British historian Dr Helen Fry, author of MI9: A History of the Secret Service for Escape and Evasion in World War Two, said the book about Dowding told an “unknown true story” with clarity and pace. Fry said Dowding’s actions, risking his own life by rescuing others, using clandestine escape lines in Nazi-occupied Europe were “nothing short of heroic”. “His story really deserves to be better known,” she said. Carolyn Webb from The Age.

 

 

Secret Agent, Unsung Hero traces Dowding’s extraordinary journey from suburban Melbourne to the hellfire of Europe at war. It brings to life an astonishing array of famous figures and charts new territory in the history of escape and evasion.

 

Overview

 

When Bruce Dowding left Melbourne in January 1938, he planned only to undertake a short course at the Sorbonne. Gifted, strong and confident, he nonetheless felt that life – and France – had something big in store for him.

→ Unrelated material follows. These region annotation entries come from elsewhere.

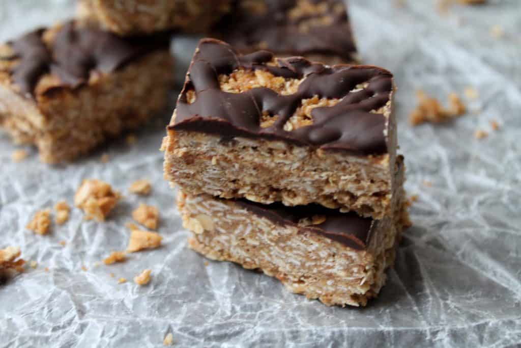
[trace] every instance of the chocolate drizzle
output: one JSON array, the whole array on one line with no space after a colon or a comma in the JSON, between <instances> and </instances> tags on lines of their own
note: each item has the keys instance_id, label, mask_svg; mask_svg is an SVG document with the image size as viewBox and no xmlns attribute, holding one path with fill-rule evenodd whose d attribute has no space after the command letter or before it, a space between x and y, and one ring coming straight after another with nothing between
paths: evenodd
<instances>
[{"instance_id":1,"label":"chocolate drizzle","mask_svg":"<svg viewBox=\"0 0 521 348\"><path fill-rule=\"evenodd\" d=\"M296 225L302 219L320 216L325 219L323 222L300 226L299 231L318 233L357 250L367 248L378 223L370 218L362 218L354 212L341 213L317 205L286 207L281 203L263 205L245 199L234 202L256 215L283 226Z\"/></svg>"},{"instance_id":2,"label":"chocolate drizzle","mask_svg":"<svg viewBox=\"0 0 521 348\"><path fill-rule=\"evenodd\" d=\"M371 112L386 105L393 90L389 71L368 66L336 65L312 63L301 57L277 59L259 51L238 54L222 41L203 39L200 43L179 97L175 124L170 129L215 134L229 138L244 136L278 139L337 150L353 154L381 154L388 151L384 136L388 120ZM283 95L265 88L240 93L227 93L219 87L218 76L233 70L260 69L276 76L305 79L294 94ZM363 89L351 92L359 84ZM193 90L191 104L187 92ZM343 98L333 106L316 107L311 113L313 124L288 131L283 127L303 99ZM274 124L260 126L263 113L278 116Z\"/></svg>"},{"instance_id":3,"label":"chocolate drizzle","mask_svg":"<svg viewBox=\"0 0 521 348\"><path fill-rule=\"evenodd\" d=\"M278 55L324 54L340 57L346 63L355 61L356 47L343 0L308 0L324 12L292 16L299 2L304 2L259 0L253 6L236 1L215 34L242 52L263 47Z\"/></svg>"},{"instance_id":4,"label":"chocolate drizzle","mask_svg":"<svg viewBox=\"0 0 521 348\"><path fill-rule=\"evenodd\" d=\"M45 74L57 76L60 87L77 88L88 80L91 71L112 73L151 51L167 47L170 42L168 33L122 38L70 21L46 45L42 39L44 32L40 29L8 43L20 59L11 74L24 95L34 97L35 87Z\"/></svg>"}]
</instances>

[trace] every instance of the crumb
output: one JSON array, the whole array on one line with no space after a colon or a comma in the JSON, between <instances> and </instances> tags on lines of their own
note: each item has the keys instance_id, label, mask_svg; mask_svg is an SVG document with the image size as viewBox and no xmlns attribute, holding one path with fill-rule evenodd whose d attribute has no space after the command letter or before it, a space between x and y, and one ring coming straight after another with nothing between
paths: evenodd
<instances>
[{"instance_id":1,"label":"crumb","mask_svg":"<svg viewBox=\"0 0 521 348\"><path fill-rule=\"evenodd\" d=\"M135 253L145 249L154 249L161 245L163 237L156 232L133 230L127 251Z\"/></svg>"},{"instance_id":2,"label":"crumb","mask_svg":"<svg viewBox=\"0 0 521 348\"><path fill-rule=\"evenodd\" d=\"M488 133L482 129L477 129L476 131L474 132L474 137L476 138L476 139L483 139L488 136Z\"/></svg>"},{"instance_id":3,"label":"crumb","mask_svg":"<svg viewBox=\"0 0 521 348\"><path fill-rule=\"evenodd\" d=\"M107 153L104 153L101 155L101 158L100 159L103 163L108 163L109 161L110 160L110 157L108 155Z\"/></svg>"},{"instance_id":4,"label":"crumb","mask_svg":"<svg viewBox=\"0 0 521 348\"><path fill-rule=\"evenodd\" d=\"M54 210L56 211L56 223L63 225L69 220L69 213L70 212L70 207L69 203L65 201L56 203L54 206Z\"/></svg>"},{"instance_id":5,"label":"crumb","mask_svg":"<svg viewBox=\"0 0 521 348\"><path fill-rule=\"evenodd\" d=\"M155 230L159 219L159 211L155 207L141 203L132 213L132 218L150 230Z\"/></svg>"},{"instance_id":6,"label":"crumb","mask_svg":"<svg viewBox=\"0 0 521 348\"><path fill-rule=\"evenodd\" d=\"M134 278L134 282L138 285L146 285L150 282L150 273L152 271L152 270L145 269Z\"/></svg>"},{"instance_id":7,"label":"crumb","mask_svg":"<svg viewBox=\"0 0 521 348\"><path fill-rule=\"evenodd\" d=\"M108 257L103 260L103 263L109 265L116 262L122 262L126 260L127 255L125 251L113 251Z\"/></svg>"},{"instance_id":8,"label":"crumb","mask_svg":"<svg viewBox=\"0 0 521 348\"><path fill-rule=\"evenodd\" d=\"M28 154L25 150L17 150L13 153L11 157L14 161L19 162L27 158Z\"/></svg>"},{"instance_id":9,"label":"crumb","mask_svg":"<svg viewBox=\"0 0 521 348\"><path fill-rule=\"evenodd\" d=\"M0 249L0 274L13 271L22 272L26 261L23 259L18 259L21 254L20 248L8 246Z\"/></svg>"},{"instance_id":10,"label":"crumb","mask_svg":"<svg viewBox=\"0 0 521 348\"><path fill-rule=\"evenodd\" d=\"M129 145L135 144L138 141L138 138L134 134L129 134L127 136L127 143Z\"/></svg>"},{"instance_id":11,"label":"crumb","mask_svg":"<svg viewBox=\"0 0 521 348\"><path fill-rule=\"evenodd\" d=\"M36 213L32 220L26 226L35 233L44 235L49 233L51 227L51 210L45 209Z\"/></svg>"},{"instance_id":12,"label":"crumb","mask_svg":"<svg viewBox=\"0 0 521 348\"><path fill-rule=\"evenodd\" d=\"M496 39L500 39L505 36L505 31L501 26L496 25L490 28L490 34Z\"/></svg>"},{"instance_id":13,"label":"crumb","mask_svg":"<svg viewBox=\"0 0 521 348\"><path fill-rule=\"evenodd\" d=\"M171 332L170 332L165 337L165 339L163 340L163 345L172 345L172 343L173 343L173 335L172 334Z\"/></svg>"},{"instance_id":14,"label":"crumb","mask_svg":"<svg viewBox=\"0 0 521 348\"><path fill-rule=\"evenodd\" d=\"M100 180L84 180L74 196L74 203L83 210L85 220L105 221L120 196L110 185Z\"/></svg>"},{"instance_id":15,"label":"crumb","mask_svg":"<svg viewBox=\"0 0 521 348\"><path fill-rule=\"evenodd\" d=\"M465 87L463 94L469 99L477 99L479 98L479 92L478 90L470 86Z\"/></svg>"},{"instance_id":16,"label":"crumb","mask_svg":"<svg viewBox=\"0 0 521 348\"><path fill-rule=\"evenodd\" d=\"M150 193L152 188L152 186L150 184L150 182L143 179L134 181L130 185L129 190L133 194L145 196Z\"/></svg>"},{"instance_id":17,"label":"crumb","mask_svg":"<svg viewBox=\"0 0 521 348\"><path fill-rule=\"evenodd\" d=\"M418 106L409 115L409 122L413 126L426 122L443 123L464 114L466 109L457 94L449 95L449 107L445 108L436 98L428 97L422 90L416 92Z\"/></svg>"}]
</instances>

After a journey through the South Seas, Dowding found Paris in the throes of the ‘Last Dance’. With fascism in Europe ascendant, it had drawn the greats of 20th century music, art and literature like moths to a flame. Dowding chose not to leave a city he found intoxicating.

The outbreak of World War II threw him into a moral crisis. Raised as a pacifist, he felt driven to support France – even if it meant enlisting with the British Army as an interpreter. He survived the 1940 German invasion, escaped a POW camp by crawling through a sewer, and reached the relative safety of Vichy France by the European autumn.

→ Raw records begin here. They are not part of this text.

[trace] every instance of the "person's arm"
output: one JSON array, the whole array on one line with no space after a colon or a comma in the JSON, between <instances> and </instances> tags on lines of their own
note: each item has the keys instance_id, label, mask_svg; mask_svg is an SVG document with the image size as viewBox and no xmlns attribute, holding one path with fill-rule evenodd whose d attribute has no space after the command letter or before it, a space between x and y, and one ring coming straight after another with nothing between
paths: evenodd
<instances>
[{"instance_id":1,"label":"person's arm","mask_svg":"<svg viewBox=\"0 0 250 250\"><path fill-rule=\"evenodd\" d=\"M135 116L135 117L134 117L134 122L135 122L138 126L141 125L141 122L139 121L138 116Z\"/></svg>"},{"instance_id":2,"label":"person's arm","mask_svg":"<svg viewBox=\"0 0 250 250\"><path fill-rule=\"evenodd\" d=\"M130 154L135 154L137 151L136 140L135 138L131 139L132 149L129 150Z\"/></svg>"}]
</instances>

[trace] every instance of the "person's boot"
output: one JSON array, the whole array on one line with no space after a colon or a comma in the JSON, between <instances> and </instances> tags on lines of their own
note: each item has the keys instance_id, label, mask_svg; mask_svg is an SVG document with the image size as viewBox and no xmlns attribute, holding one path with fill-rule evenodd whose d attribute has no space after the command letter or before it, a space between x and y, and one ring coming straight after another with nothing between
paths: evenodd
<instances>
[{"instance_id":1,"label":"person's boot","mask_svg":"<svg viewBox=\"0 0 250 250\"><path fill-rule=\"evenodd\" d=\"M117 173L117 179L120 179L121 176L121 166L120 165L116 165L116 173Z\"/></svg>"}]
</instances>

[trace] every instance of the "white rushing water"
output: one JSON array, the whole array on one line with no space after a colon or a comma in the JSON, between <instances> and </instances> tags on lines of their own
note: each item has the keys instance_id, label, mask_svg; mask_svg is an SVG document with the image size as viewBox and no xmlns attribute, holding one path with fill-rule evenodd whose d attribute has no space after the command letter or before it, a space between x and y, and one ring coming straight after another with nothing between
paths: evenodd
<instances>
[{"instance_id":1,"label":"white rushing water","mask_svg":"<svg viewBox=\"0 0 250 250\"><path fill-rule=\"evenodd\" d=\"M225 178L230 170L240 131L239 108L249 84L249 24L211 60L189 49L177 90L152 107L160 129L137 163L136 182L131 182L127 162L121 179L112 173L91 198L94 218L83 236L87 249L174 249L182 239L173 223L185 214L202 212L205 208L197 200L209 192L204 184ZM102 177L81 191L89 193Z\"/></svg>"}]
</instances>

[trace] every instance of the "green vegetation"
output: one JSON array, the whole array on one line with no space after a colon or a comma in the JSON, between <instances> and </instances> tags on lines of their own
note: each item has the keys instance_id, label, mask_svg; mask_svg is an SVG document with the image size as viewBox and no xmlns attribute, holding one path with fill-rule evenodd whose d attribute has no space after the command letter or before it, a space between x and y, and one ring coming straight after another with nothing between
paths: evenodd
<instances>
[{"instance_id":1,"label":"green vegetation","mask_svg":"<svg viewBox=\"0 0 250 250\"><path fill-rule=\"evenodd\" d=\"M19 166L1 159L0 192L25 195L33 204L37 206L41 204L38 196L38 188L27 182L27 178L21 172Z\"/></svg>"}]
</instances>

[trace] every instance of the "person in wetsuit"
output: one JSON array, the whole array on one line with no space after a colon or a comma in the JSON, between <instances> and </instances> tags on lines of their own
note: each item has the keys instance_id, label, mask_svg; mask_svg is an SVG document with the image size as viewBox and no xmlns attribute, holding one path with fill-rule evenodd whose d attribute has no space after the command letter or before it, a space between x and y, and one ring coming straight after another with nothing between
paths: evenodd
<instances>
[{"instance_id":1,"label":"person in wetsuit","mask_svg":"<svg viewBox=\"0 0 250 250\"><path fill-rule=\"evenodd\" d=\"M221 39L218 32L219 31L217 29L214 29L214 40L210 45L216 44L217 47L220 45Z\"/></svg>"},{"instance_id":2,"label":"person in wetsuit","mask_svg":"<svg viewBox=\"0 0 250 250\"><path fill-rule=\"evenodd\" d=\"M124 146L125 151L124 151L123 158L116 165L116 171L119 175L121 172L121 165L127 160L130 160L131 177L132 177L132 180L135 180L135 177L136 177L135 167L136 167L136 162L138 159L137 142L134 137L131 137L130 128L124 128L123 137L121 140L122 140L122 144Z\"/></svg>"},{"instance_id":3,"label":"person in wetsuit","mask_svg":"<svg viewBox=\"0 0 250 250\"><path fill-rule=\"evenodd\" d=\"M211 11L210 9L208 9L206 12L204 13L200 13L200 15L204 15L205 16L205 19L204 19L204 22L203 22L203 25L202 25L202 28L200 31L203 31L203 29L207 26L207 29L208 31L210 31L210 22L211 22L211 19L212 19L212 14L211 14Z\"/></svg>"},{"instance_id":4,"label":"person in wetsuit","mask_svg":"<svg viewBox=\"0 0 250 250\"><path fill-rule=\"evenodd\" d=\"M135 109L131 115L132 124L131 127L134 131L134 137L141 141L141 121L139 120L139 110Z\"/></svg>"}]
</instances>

In Marseille, Dowding found his mission. Based on three decades of research, Secret Agent, Unsung Hero establishes that he was centrally involved in the formation of one of the most successful escape and evasion lines of the war.

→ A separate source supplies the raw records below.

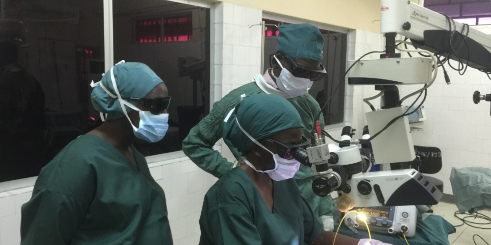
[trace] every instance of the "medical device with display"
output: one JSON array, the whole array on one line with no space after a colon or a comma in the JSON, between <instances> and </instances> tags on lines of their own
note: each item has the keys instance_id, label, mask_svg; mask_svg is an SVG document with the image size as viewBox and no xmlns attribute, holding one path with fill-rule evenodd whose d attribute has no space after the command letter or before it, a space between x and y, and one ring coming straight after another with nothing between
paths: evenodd
<instances>
[{"instance_id":1,"label":"medical device with display","mask_svg":"<svg viewBox=\"0 0 491 245\"><path fill-rule=\"evenodd\" d=\"M344 219L344 224L351 229L366 230L364 222L366 221L372 232L390 235L404 233L408 237L416 234L417 209L415 206L370 207L356 211L357 213L348 214Z\"/></svg>"}]
</instances>

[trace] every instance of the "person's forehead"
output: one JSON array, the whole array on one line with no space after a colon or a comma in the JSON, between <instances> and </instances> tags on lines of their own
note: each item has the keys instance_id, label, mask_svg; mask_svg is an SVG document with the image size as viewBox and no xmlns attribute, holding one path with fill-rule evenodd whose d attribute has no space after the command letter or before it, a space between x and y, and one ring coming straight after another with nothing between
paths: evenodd
<instances>
[{"instance_id":1,"label":"person's forehead","mask_svg":"<svg viewBox=\"0 0 491 245\"><path fill-rule=\"evenodd\" d=\"M292 140L297 140L297 138L301 138L302 130L302 128L300 127L288 128L280 131L269 138L279 142L288 143Z\"/></svg>"}]
</instances>

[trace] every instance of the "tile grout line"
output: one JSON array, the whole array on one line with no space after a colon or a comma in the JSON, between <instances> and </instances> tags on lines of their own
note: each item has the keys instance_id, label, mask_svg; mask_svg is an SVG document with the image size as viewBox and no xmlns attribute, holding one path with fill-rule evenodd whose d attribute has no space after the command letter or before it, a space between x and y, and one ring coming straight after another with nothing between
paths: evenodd
<instances>
[{"instance_id":1,"label":"tile grout line","mask_svg":"<svg viewBox=\"0 0 491 245\"><path fill-rule=\"evenodd\" d=\"M467 228L469 226L468 225L465 225L465 228L464 229L463 231L462 231L462 232L461 232L461 234L460 235L459 235L459 236L458 236L456 238L455 238L455 240L454 240L454 241L452 243L452 244L451 244L451 245L454 245L454 244L457 245L458 244L456 244L455 243L457 242L457 240L459 240L459 238L461 237L461 236L462 235L462 234L464 234L464 232L465 232L465 230L466 230ZM457 228L456 228L456 229Z\"/></svg>"}]
</instances>

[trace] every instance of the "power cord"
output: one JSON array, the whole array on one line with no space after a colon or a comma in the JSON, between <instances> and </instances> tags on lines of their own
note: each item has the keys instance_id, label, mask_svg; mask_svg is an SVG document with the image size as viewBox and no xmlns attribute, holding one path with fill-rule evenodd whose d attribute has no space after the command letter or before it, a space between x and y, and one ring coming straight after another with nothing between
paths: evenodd
<instances>
[{"instance_id":1,"label":"power cord","mask_svg":"<svg viewBox=\"0 0 491 245\"><path fill-rule=\"evenodd\" d=\"M455 211L455 213L454 213L454 217L458 219L459 220L460 220L461 221L462 221L462 223L461 224L457 225L454 225L453 226L454 227L456 228L459 226L462 226L464 224L466 224L469 226L473 228L476 228L477 229L482 229L484 230L491 230L491 227L483 227L474 225L485 225L487 224L491 224L491 218L490 218L490 217L488 216L487 215L480 213L477 212L476 212L476 214L474 215L466 215L465 216L464 216L463 217L458 216L457 215L458 214L460 215L464 215L465 214L461 214L458 211ZM472 218L473 218L473 220L475 220L476 219L480 219L481 220L484 220L485 221L485 222L487 222L481 223L479 222L475 222L474 221L470 221L468 220L468 219ZM484 243L485 243L488 245L490 245L490 244L488 243L487 242L486 242L486 240L484 240L484 239L482 237L479 236L477 234L474 234L473 236L472 236L472 241L474 241L474 244L475 244L475 245L477 245L477 243L476 242L476 240L475 240L476 237L479 237L479 238L481 238L481 239L482 240L483 242L484 242Z\"/></svg>"},{"instance_id":2,"label":"power cord","mask_svg":"<svg viewBox=\"0 0 491 245\"><path fill-rule=\"evenodd\" d=\"M403 232L402 235L404 236L404 240L406 241L406 243L408 244L408 245L409 245L409 242L408 242L408 239L406 238L406 233Z\"/></svg>"},{"instance_id":3,"label":"power cord","mask_svg":"<svg viewBox=\"0 0 491 245\"><path fill-rule=\"evenodd\" d=\"M383 52L384 52L385 51L385 50L383 50L383 51L372 51L371 52L368 52L368 53L366 53L365 54L363 54L363 55L362 55L361 57L359 57L354 63L353 63L353 64L351 66L350 66L350 67L348 69L348 70L346 70L346 72L344 73L344 74L343 75L343 76L342 76L341 77L341 79L339 79L339 82L338 82L338 85L337 85L337 86L336 86L336 88L334 89L334 91L332 92L332 94L331 94L331 96L329 97L329 98L327 99L327 100L326 101L326 103L325 103L323 105L323 106L321 107L321 110L319 111L319 113L317 113L317 114L316 115L315 115L315 117L314 117L314 118L317 118L317 119L318 119L319 117L321 116L321 113L322 113L323 110L324 109L324 107L325 107L329 103L329 102L330 102L331 99L332 98L332 97L334 96L334 95L336 94L336 92L337 91L337 90L339 88L339 86L341 86L341 83L342 83L343 81L344 80L344 79L345 77L346 76L346 74L348 74L348 73L350 71L350 70L351 70L351 69L353 68L353 67L355 66L355 65L356 63L357 63L358 62L359 62L359 61L361 60L361 59L362 59L364 57L365 57L365 56L367 56L367 55L368 55L369 54L374 53L383 53ZM322 133L323 133L322 134L323 134L323 135L327 136L329 139L330 139L332 140L333 141L334 141L335 142L336 142L336 143L339 143L340 142L339 141L335 140L334 138L332 137L332 136L331 136L330 135L329 135L329 133L327 133L327 132L326 132L326 131L323 130L322 131L323 131L322 132Z\"/></svg>"},{"instance_id":4,"label":"power cord","mask_svg":"<svg viewBox=\"0 0 491 245\"><path fill-rule=\"evenodd\" d=\"M468 225L468 226L470 226L471 227L476 228L477 229L484 229L484 230L491 230L491 227L479 227L479 226L476 226L475 225L473 225L473 224L477 224L477 225L487 225L487 224L491 224L491 218L490 218L489 216L487 216L486 215L484 215L483 214L481 214L481 213L480 213L479 212L476 212L475 215L467 215L466 216L464 216L464 217L459 217L458 216L457 216L457 214L459 214L460 215L464 215L465 214L460 214L460 213L459 213L458 211L455 211L455 213L454 213L454 216L455 218L456 218L458 219L459 220L460 220L461 221L462 221L462 223L461 224L459 224L458 225L454 225L454 227L459 227L459 226L462 226L464 225L464 224L466 224L466 225ZM469 221L469 220L467 220L468 219L471 219L471 218L473 218L474 220L475 220L476 219L481 219L481 220L485 220L486 221L487 221L487 223L481 223L481 222L475 222L475 221Z\"/></svg>"}]
</instances>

Working undercover as André Mason for British Intelligence organisation MI9, Dowding organised the exfiltration of hundreds of Allied servicemen via the eastern Pyrenees and Spain. His confreres included renowned figures of the French Resistance, and a key part of his network was a cell of exiled opponents of Spain’s Franco regime, led by legendary anarchist Francisco Ponzán-Vidal.

In Marseille and Perpignan, Dowding also cooperated with Varian Fry’s celebrated American rescue mission, which saved thousands of Jewish intellectuals, writers, artists and musicians from death at the hands of the Nazis.

Betrayed at the end of 1941 by Harold Cole, one of the most written-about traitors of World War II, Dowding endured eighteen months in Nazi prisons and the relentless bombing of the Ruhr by Allied aircraft. He was tried as an enemy of the Reich and executed by guillotine in Dortmund in June 1943. His fate remained unknown until 1946.

Posthumously, Bruce Dowding was recommended for a Croix-de-Guerre and a Légion d'Honneur. Protocol required only the approval of the Commonwealth of Australia, but bureaucratic indifference in his home country – experienced also by Nancy Wake – derailed the process.

Despite Dowding’s role in the rescue of hundreds of Allied servicemen, Australia has never recognised him as one of its heroes.